Any code and link pointers to your I2S infos?

RAM -> FIFO (and back for capture) is via DMA, shown in the datasheet. Where did you find the memcpy from user area to the RAM DMA buffer in the driver? My knowledge of the alsa SoC framework is quite rudimentary and I do not know how to find it. Nevertheless typically RAM-based audio devices (e.g. all PCI-based ones) give the userspace direct access to the DMA'd RAM via the alsa hw:XX device. My 2 cents the same holds for the I2S peripheral which also transfers data from the FIFO to RAM via DMA, just like PCI devices do.

USB devices use dual buffering as the final frames (accessed by the USB controller via DMA) must be composed of packets generated by the various USB-device drivers.

I’ll look into the i2s latency.

The I2S peripheral has 64 slot FIFO, fill level (=DMA trigger) configurable. The rest is about alsa driver latency, period length. Significantly longer than 64 frames.

Why is latency important when high-resolution FFT will take seconds to collect enough samples (as Demain mentioned before)?

The rp4 has a “400khz max” however people have put their scopes on and it looks like 1MHz or even 3Mhz is possible.

Honestly I have no idea what you mean. Do you talk about I2S, or perhaps I2C? Any links? I tested RPi4 I2S slaved at 768/1024/1536kHz samplerate loopback STICKY: The I2S sound thread. [I2S works] - Page 41 - Raspberry Pi Forums and ES9038Q2M at 768kHz (worked for 24bit TDM slot, not for 32bit slot).
 
raspberry-pi-i2s-driver/i2s_driver.c at master * taylorxv/raspberry-pi-i2s-driver * GitHub as an example of software byte transfer. I’ll have a look to find the rpi official driver but that was the like that kept appearing.

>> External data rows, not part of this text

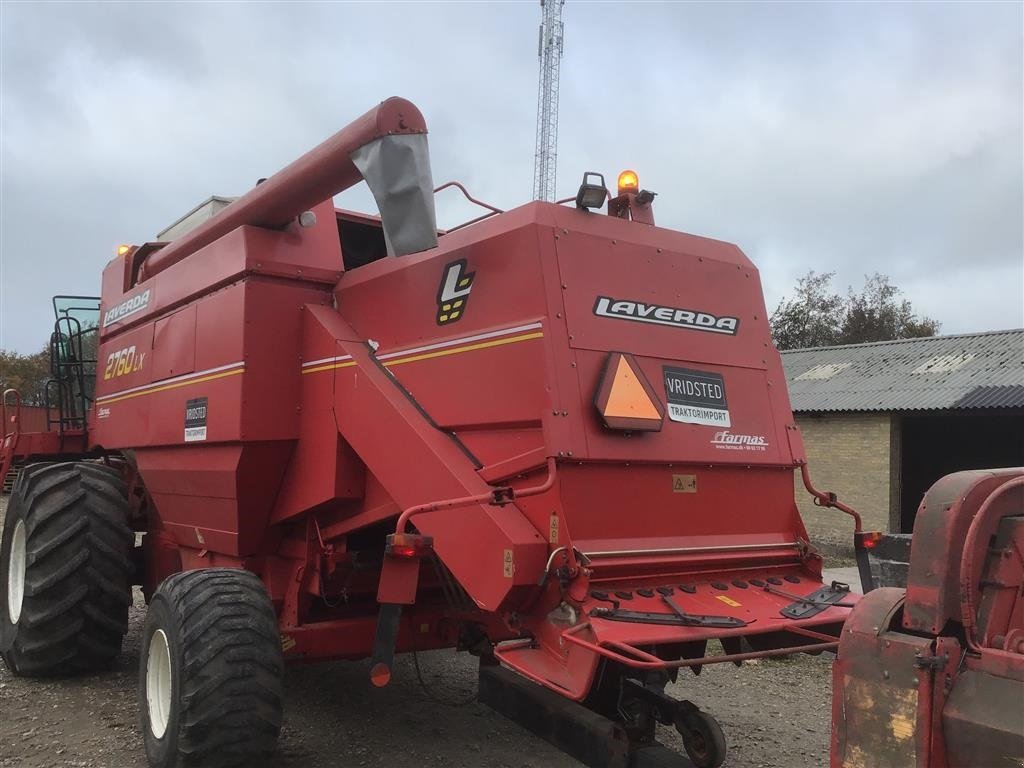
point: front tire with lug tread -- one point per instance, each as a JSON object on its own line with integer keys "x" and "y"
{"x": 65, "y": 569}
{"x": 210, "y": 671}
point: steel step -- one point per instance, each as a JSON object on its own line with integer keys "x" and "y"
{"x": 582, "y": 733}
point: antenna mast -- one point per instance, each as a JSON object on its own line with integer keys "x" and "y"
{"x": 549, "y": 50}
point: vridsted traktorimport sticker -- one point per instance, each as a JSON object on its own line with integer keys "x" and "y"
{"x": 696, "y": 396}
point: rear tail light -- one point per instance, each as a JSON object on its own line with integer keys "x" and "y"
{"x": 409, "y": 546}
{"x": 869, "y": 539}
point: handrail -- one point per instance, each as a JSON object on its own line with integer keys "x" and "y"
{"x": 827, "y": 498}
{"x": 967, "y": 580}
{"x": 16, "y": 421}
{"x": 458, "y": 184}
{"x": 499, "y": 496}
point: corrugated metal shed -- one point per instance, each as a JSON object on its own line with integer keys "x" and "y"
{"x": 938, "y": 373}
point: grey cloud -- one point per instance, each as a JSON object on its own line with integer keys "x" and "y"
{"x": 854, "y": 137}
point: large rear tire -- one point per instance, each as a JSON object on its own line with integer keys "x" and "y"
{"x": 210, "y": 671}
{"x": 65, "y": 569}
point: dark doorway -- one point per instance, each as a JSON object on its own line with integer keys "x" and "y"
{"x": 939, "y": 443}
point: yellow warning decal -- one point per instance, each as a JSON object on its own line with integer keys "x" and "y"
{"x": 508, "y": 565}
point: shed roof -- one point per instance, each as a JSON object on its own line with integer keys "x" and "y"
{"x": 969, "y": 371}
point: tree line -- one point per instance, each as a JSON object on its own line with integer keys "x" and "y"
{"x": 816, "y": 315}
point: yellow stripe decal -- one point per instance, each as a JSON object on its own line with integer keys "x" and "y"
{"x": 438, "y": 353}
{"x": 467, "y": 348}
{"x": 175, "y": 385}
{"x": 328, "y": 367}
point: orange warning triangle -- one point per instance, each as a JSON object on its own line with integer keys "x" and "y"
{"x": 628, "y": 397}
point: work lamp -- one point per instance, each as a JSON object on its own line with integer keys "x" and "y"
{"x": 591, "y": 195}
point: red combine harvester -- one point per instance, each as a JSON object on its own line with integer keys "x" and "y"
{"x": 558, "y": 439}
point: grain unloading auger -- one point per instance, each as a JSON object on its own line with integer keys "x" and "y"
{"x": 556, "y": 438}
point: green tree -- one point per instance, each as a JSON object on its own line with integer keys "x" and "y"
{"x": 811, "y": 318}
{"x": 879, "y": 313}
{"x": 26, "y": 373}
{"x": 819, "y": 316}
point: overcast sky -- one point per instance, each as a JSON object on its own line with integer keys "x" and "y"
{"x": 850, "y": 137}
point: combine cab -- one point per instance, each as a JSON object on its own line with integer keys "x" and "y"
{"x": 558, "y": 438}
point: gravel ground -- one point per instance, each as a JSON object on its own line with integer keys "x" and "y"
{"x": 775, "y": 715}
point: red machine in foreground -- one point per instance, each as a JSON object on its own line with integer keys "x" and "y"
{"x": 933, "y": 676}
{"x": 556, "y": 438}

Also the Broadcom manual indicates the three options for software and dma: https://datasheets.raspberrypi.com/bcm2711/bcm2711-peripherals.pdf#page85 chapter 7 - I see there’s a grey mode that could be used and the i2s takes time to flush <32bit transfers with zeros.

No the clocking for i2s can be set higher, although the RPi clock sucks, having an external master clock drive continuous transfers (ie the clock chip attached to the ADC that clocks the data ready - that is not controlled by the cpld or RPi) would have an even sample spread more accurate than RPi initiated reads.

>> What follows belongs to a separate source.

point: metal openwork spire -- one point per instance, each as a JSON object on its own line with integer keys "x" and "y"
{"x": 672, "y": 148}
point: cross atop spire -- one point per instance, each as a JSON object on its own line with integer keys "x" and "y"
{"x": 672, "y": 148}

The reason for being concerned with latency, clocking and transfers is two fold:
A) it’s too easy to miss a sample.
B) it’s too easy to throw away performance using software and not use the hardware that does it more efficiently. The CPU time is then available for the FFT and other features.

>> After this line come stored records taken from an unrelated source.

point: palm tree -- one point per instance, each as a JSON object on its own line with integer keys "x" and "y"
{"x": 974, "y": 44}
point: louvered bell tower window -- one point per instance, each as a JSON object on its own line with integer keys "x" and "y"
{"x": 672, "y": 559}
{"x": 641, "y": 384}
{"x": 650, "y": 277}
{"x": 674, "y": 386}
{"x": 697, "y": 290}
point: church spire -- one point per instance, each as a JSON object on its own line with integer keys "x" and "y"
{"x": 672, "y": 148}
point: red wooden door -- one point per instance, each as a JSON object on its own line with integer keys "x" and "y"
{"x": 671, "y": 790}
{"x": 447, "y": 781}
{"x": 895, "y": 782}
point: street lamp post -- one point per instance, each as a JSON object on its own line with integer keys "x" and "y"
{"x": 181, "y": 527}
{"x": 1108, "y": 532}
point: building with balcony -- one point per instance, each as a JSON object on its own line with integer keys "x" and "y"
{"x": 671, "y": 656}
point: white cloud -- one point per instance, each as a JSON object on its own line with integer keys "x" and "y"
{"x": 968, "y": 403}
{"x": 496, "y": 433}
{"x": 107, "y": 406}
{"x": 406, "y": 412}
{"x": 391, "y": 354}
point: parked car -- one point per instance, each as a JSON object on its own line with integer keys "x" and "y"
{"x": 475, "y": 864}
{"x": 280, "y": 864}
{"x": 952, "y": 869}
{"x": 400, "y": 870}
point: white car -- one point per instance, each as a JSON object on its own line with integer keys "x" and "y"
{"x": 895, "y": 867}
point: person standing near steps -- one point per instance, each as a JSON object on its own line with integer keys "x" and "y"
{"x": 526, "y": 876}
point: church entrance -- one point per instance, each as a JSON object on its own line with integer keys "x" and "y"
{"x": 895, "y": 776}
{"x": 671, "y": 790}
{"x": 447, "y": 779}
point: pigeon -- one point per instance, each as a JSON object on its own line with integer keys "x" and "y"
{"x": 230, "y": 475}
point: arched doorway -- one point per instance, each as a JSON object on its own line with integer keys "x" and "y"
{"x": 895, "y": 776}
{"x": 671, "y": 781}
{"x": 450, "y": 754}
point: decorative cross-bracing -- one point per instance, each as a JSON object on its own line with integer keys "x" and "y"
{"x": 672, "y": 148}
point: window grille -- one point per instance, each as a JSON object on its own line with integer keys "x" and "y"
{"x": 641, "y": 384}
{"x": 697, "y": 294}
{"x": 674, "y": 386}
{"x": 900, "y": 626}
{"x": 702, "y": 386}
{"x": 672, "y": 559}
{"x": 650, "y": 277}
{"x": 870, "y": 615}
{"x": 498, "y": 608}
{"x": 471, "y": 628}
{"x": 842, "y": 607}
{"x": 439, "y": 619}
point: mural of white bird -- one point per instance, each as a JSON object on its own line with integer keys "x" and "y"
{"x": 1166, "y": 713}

You are right the Google result returned i2c and I didn’t notice. For i2c thread: pi 4 - What is Rpi's I2C Maximum Speed? - Raspberry Pi Stack Exchange
 
Last edited:
Also confirmed the screen I want to use is a IPS capacitive touch screen - 7” which matches the 1104X-E so it’ll be a good size without being too large. Tempted to put a 4x4 push button matrix and a rotary encoder dial that can be configured. The IPS has a 100hz response time too.
Touch screen is good but trying to pinch on a virtual screen on a bench may be annoying RSI inducing.

The form I’m trying to aim for is about the size of the 1104. Not too big but large enough to fit everything in with a common power supply.